When my husband deployed to Iraq, it seemed like most people thought my fears and worries would be focused on a worst case scenario that involved my husband not coming home. To me, it seemed like that fear was almost inherent to deployment to a war zone. And, because I treat worrying like a competitive sport, I couldn't just stop there.
I concentrated on the smaller things. Things that wouldn't end his life, but would impact his civilian career. A wrenched back, a twisted knee or something else that would prevent him from putting on the Brown and doing it for you.
What would happen to us if that happened?
But, it didn't happen. And my husband returned home from Iraq in one glorious piece.
Fast forward three months to Father's Day--last Sunday. My husband spent the afternoon in the yard working while I attended our oldest daughter's dance recital with her younger sister. When we arrived home, my husband informed me that he had not been wearing his sunglasses or safety glasses while using the weed whacker and a stone had been thrown and had struck him in his right eye.
We went to the emergency room and followed up with an eye doctor. To make an incredibly long, horrendously frightening story short, my husband experienced a "rebleed" behind his eye and was diagnosed with an 8-ball hyphema. In layman's terms, the chambers in the back of his eye filled up and it was impossible to make out a pupil or iris. This was excruciatingly painful given that it sent the pressure inside his eye to astronomical levels and ended in emergency surgery on Thursday afternoon.

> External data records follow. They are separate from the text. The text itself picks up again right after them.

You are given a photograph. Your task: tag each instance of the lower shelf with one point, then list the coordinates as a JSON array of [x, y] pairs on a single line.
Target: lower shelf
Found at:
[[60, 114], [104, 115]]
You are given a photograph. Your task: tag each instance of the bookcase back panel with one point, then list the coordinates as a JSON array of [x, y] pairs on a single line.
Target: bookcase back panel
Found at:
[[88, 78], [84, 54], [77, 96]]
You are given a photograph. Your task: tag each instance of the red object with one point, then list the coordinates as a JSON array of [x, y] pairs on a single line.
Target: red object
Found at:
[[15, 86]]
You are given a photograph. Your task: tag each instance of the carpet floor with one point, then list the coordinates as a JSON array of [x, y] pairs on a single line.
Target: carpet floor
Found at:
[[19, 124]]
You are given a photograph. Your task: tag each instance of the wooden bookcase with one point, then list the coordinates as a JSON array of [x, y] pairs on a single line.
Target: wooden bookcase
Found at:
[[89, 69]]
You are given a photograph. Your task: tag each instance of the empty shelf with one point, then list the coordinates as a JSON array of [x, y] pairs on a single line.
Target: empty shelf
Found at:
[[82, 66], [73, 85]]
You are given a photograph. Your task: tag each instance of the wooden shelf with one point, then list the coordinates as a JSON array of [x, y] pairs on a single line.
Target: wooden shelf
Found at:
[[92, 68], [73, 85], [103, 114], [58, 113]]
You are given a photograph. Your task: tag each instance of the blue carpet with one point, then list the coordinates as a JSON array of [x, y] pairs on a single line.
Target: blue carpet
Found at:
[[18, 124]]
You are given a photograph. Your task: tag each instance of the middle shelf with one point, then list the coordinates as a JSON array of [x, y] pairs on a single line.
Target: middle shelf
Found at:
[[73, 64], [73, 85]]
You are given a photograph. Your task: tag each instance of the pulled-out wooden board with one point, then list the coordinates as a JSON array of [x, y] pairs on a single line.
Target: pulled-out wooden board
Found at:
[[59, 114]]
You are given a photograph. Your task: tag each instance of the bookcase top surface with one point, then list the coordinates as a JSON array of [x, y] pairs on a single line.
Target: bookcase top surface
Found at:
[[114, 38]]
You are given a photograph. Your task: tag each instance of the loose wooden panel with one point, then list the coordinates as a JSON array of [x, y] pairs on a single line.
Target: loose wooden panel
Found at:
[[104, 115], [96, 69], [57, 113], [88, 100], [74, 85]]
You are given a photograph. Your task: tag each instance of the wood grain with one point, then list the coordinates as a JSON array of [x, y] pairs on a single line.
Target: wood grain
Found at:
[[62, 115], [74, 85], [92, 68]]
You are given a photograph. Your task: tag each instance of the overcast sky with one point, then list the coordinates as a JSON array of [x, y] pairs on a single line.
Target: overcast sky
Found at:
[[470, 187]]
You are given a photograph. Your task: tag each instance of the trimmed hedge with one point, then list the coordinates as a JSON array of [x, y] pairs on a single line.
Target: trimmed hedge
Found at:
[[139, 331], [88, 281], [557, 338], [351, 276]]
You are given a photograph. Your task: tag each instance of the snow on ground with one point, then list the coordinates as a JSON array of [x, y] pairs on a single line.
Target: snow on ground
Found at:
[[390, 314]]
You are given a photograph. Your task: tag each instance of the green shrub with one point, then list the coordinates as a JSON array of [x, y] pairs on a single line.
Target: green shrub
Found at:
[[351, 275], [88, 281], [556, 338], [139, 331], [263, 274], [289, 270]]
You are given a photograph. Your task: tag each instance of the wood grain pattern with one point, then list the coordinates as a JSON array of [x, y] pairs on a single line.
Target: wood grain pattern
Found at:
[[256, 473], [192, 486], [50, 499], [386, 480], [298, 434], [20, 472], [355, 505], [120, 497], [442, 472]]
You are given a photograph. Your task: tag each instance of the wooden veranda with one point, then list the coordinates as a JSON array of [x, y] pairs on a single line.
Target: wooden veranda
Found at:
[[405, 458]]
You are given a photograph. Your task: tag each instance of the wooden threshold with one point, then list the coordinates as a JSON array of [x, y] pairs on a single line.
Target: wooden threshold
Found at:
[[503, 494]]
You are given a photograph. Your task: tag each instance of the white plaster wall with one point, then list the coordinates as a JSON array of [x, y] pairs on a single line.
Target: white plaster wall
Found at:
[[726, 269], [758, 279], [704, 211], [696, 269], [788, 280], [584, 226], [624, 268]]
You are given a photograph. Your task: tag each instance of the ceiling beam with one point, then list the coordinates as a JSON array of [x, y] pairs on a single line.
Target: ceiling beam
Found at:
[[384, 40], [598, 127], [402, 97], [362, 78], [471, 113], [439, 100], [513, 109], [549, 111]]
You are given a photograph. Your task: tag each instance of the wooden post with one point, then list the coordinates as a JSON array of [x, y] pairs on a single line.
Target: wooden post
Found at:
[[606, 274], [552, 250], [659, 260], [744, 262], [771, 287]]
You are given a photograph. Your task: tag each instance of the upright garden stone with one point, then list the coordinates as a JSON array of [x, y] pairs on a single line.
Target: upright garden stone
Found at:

The prognosis? We haven't a clue. Until this current crisis is over and his eye heals enough to be examined with other equipment, we don't even know if his retina is intact. And, we also won't know (maybe for weeks) if he will have vision in his right eye. Kind of important for a guy in the ARNG and for someone who drives a delivery truck for a living.
What I'm amazed by now, though, is that I'm not sitting around thinking, "Wow! This was just what I'd worried about when he was deployed and now it's happened and we're potentially sunk."
All I can think is, "This is definitely not cool. But, it isn't the end of the world. He's still here and that's what's important."
What a flipside of perspective I've gained from being a Guard Wife. Not sure I'd have this perspective if we were civilian all the way. Not sure I'd have the wherewithal to face something this potentially life altering if I had not stared down deployment more than once and surprised myself with surviving. And, I'm not even sure my husband would have the confidence in me that he has if he had not seen me in action while he was off fulfilling his military duties.
He told me today that he cannot imagine going through this with anyone else but me.
I pray that when we have confirmation of his long-term prognosis that we can look back on this as a time when we realized that even what you imagine as the worst can still be okay if you're with the right person.
Once again, I find myself more thankful than annoyed regarding the lessons I've learned as a Guard Wife.